Presidente da Colômbia entrega relatório com acusações de corrupção contra gestão de Gustavo Petro
Documento entregue ao Ministério Público aponta irregularidades em 22 setores e má execução de recursos públicos na gestão anterior.
Por Redação Diário Local
O presidente da Colômbia, Abelardo De La Espriella, entregou ao Ministério Público o relatório denominado “Livro da Verdade”. O documento contém mais de 80 acusações de eventuais irregularidades atribuídas à gestão anterior, de Gustavo Petro, realizada na última terça-feira (18).
De acordo com o presidente colombiano, a entrega do documento aos órgãos de controle é um dever para garantir a responsabilidade sobre a administração dos bens públicos. O relatório aponta comportamentos que o governo atual classifica como padrões de corrupção.

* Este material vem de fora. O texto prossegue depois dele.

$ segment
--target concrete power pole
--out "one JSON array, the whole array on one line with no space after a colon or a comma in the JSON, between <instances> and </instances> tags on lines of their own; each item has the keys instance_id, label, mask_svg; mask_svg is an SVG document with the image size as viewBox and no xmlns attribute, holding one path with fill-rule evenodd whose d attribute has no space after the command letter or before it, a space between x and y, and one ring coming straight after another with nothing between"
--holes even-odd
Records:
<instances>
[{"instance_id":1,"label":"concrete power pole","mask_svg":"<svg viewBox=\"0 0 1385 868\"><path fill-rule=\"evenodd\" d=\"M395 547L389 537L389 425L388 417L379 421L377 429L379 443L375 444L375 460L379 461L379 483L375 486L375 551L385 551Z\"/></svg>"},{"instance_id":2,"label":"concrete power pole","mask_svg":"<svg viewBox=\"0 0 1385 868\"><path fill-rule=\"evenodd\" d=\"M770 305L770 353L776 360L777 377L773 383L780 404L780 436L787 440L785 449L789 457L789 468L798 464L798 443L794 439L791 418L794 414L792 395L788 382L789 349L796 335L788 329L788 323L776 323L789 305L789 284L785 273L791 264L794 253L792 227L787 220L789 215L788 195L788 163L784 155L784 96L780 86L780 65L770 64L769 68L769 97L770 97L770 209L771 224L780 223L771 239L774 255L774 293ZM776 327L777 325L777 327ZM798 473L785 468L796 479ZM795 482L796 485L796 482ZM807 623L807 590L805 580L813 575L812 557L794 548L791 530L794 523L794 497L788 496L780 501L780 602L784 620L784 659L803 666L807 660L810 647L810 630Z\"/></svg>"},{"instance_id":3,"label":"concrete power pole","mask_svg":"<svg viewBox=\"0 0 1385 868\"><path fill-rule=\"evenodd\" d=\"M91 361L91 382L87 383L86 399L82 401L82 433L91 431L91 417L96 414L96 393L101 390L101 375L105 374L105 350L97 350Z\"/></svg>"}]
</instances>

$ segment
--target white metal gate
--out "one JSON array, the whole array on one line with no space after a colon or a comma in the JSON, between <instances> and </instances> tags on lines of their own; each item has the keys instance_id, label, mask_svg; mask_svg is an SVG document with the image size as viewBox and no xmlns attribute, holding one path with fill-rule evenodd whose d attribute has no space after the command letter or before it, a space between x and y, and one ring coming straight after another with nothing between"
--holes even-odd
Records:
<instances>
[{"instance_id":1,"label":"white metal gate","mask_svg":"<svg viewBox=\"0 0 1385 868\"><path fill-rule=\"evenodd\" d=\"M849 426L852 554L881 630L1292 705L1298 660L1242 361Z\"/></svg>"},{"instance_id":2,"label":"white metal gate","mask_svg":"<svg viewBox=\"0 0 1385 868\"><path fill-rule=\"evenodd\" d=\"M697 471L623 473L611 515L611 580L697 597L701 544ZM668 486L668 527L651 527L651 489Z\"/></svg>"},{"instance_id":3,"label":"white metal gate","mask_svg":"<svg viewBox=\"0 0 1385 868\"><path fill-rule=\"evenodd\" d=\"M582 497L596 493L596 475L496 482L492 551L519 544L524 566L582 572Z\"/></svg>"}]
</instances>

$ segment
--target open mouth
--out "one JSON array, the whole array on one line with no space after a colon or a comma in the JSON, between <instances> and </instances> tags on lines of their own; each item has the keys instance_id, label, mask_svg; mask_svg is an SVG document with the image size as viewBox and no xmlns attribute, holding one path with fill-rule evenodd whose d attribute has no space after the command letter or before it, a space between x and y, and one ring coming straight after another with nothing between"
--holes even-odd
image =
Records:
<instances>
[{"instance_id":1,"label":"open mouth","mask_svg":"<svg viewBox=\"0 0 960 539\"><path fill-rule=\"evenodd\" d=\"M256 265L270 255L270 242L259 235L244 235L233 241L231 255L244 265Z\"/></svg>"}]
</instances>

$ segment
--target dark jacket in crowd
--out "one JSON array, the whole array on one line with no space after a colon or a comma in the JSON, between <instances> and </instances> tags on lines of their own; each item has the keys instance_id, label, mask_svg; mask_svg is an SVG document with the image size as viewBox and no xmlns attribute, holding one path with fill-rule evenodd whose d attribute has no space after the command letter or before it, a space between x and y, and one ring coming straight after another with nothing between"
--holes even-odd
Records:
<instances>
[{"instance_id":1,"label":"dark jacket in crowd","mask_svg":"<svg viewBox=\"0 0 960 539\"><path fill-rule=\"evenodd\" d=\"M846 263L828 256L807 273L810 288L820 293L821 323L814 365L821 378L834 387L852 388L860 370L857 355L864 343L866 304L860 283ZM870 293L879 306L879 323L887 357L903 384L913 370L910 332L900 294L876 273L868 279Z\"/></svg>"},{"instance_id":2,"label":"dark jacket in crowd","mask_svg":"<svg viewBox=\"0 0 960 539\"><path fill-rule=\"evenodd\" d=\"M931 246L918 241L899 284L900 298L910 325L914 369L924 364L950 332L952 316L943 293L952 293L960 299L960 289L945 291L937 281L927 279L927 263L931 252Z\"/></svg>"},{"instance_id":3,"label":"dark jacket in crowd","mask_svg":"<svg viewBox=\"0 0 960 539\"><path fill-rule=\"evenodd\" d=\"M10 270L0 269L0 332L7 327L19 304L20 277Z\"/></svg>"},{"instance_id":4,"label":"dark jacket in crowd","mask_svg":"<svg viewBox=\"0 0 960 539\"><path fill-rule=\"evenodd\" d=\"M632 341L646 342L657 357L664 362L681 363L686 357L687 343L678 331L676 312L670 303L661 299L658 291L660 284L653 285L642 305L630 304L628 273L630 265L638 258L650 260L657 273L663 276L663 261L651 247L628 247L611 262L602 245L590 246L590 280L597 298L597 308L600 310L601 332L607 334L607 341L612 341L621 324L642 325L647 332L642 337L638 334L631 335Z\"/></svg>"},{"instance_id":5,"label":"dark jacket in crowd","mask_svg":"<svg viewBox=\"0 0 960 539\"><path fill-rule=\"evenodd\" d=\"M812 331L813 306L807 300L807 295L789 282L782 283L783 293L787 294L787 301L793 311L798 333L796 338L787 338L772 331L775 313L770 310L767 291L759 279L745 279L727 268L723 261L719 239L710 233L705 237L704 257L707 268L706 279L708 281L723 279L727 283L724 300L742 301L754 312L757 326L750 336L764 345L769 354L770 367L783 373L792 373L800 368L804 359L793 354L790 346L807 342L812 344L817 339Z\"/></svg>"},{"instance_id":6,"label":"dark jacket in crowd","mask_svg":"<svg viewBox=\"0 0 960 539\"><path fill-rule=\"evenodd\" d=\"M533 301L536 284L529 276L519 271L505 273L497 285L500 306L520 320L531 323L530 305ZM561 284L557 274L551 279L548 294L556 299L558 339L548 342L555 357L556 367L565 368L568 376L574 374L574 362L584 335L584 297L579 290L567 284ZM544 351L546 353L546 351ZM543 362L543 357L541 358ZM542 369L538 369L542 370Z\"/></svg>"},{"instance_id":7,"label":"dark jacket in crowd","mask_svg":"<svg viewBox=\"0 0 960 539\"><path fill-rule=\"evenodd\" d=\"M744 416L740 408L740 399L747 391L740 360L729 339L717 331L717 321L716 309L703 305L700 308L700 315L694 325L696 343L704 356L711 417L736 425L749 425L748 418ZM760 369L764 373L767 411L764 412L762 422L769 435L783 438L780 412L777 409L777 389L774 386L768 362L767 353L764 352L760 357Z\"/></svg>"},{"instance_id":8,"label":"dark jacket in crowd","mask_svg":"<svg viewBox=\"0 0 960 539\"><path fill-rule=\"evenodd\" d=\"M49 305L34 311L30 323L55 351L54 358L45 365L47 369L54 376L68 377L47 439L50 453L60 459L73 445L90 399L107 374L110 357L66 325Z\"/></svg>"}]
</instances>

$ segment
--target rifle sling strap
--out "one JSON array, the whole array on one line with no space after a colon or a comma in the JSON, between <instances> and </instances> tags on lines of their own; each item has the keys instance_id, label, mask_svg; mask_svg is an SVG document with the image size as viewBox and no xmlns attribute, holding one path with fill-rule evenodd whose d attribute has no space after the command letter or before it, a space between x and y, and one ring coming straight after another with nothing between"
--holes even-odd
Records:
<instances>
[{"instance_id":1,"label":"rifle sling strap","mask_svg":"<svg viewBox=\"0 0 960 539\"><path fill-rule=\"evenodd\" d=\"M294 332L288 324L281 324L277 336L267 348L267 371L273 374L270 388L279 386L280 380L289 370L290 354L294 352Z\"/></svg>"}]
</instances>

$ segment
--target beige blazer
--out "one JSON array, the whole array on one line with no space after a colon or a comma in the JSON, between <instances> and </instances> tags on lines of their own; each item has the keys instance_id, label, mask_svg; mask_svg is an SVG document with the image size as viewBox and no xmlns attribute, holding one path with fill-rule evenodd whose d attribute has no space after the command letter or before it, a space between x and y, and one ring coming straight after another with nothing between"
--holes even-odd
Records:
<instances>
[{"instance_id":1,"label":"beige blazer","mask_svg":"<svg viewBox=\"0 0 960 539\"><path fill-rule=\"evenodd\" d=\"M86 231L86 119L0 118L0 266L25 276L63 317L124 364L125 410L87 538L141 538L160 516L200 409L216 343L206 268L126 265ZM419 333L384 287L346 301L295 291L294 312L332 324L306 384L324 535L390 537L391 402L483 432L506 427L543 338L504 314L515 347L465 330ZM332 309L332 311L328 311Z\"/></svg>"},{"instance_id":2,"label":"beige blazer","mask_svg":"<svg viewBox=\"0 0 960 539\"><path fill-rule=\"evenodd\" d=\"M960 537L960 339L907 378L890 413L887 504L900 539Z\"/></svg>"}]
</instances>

O vice-presidente José Manuel Restrepo afirmou que o trabalho foi elaborado por 1.256 voluntários e identifica problemas em 22 setores críticos do país. Entre as irregularidades listadas estão a má execução de recursos, a irresponsabilidade fiscal e a influência de grupos criminosos na gestão pública.
O que diz o relatório sobre os recursos públicos?
O documento destaca como um dos pontos mais graves a gestão da Unidade Nacional para a Gestão de Riscos de Desastres. Segundo o texto, embora tenham sido destinados 15,3 trilhões de pesos, apenas 4,3% do orçamento previsto para o período da gestão de Petro teria sido efetivamente executado.
Outro ponto mencionado é a existência de uma folha de pagamento paralela no Poder Executivo. O relatório indica que 900 mil contratos de prestação de serviços teriam gerado um passivo superior a 5 trilhões de pesos para as finanças do país.
Resposta de Gustavo Petro
Gustavo Petro contestou o teor das acusações por meio de sua conta na rede social X. Ele afirmou que o relatório não possui rigor jurídico ou institucional e que os pontos levantados pelo atual governo referem-se a políticas públicas, e não a crimes.
Petro ainda declarou que não houve a entrega de um livro forense à Procuradoria. Ele comparou a situação a um caso anterior ocorrido em Antioquia, mencionando que investigações similares concluíram sem a identificação de acusados.
A procuradora Luz Adriana Camargo, responsável pelo recebimento do documento, informou que o conteúdo será submetido a avaliação técnica e jurídica. Camargo ressaltou que o procedimento seguirá os padrões de objetividade e garantirá a presunção de inocência dos envolvidos.